O rei do Butão e o rei do Acre

Em 1972, em resposta a críticas que afirmavam que a economia do seu país crescia miseravelmente, o rei do Butão, Jigme Singye Wangchuck, deve uma idéia para solucionar o problema: promoveu a criação do termo Felicidade Interna Bruta (FIB), em contrapartida ao Produto Interno Bruto (PIB).

Quarenta anos depois, agora em 2012, o rei do Acre parece que também encontrou a resposta para o problema da falta de crescimento econômico do Estado: está propondo a criação de um novo indicador que possa substituir o PIB  (veja links nos jornais O Rio Branco ou Página 20).

Não sabemos como será o nome do novo indicador. Mas poderia ser Produto do Planeta Sustentável, Produto do Planeta Feliz, Produto Interno Verde, ou mais provavelmente um nome com alto impacto em marketing político.

Com o novo índice de desenvolvimento econômico, social e ambiental, será possível demonstrar a convivência harmoniosa do povo acreano com a natureza (ou com as florestas, como preferimos por estes lados).

Fico imaginando o cenário: água encanada e tratada não seria mais necessário, pois isto somente serve para aumentar o fluxo de capitais. Melhor é que cada um vá buscar água no igarapé mais próximo. E já aproveitariam, para no caminho fazerem suas necessidades pessoais, pois é melhor deixar estas coisas se decompondo naturalmente no meio ambiente do que jogar em uma rede de esgotos. E o dinheiro que sumiu no ralo para resolver o problema do saneamento básico na cidade de Rio Branco já não seria problema, porque nem ralo haveria.
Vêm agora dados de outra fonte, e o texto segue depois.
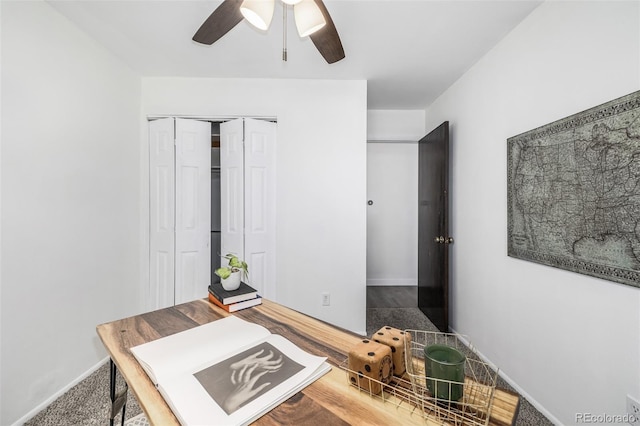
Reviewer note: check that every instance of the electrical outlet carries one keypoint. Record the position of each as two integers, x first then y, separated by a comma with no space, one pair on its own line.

Mesmo que demore ter que ir buscar a água no balde, não haveria importância, já que a maioria da população que está desempregada, agora teria o que fazer para passar o dia. Afinal, o emprego somente serve para aumentar o fluxo de capitais, o que também é insustentável.

O problema da distribuição de renda poderia até não ser bem resolvido de forma definitiva, porque ainda haveriam os altos salários dos cargos comissionados e dos secretários, porque alguém teria que fazer o sacrifício para gerir esta sociedade feliz. Mas tirando estes, não haveria nem mesmo renda para ser distribuída. Portanto, outro problema resolvido.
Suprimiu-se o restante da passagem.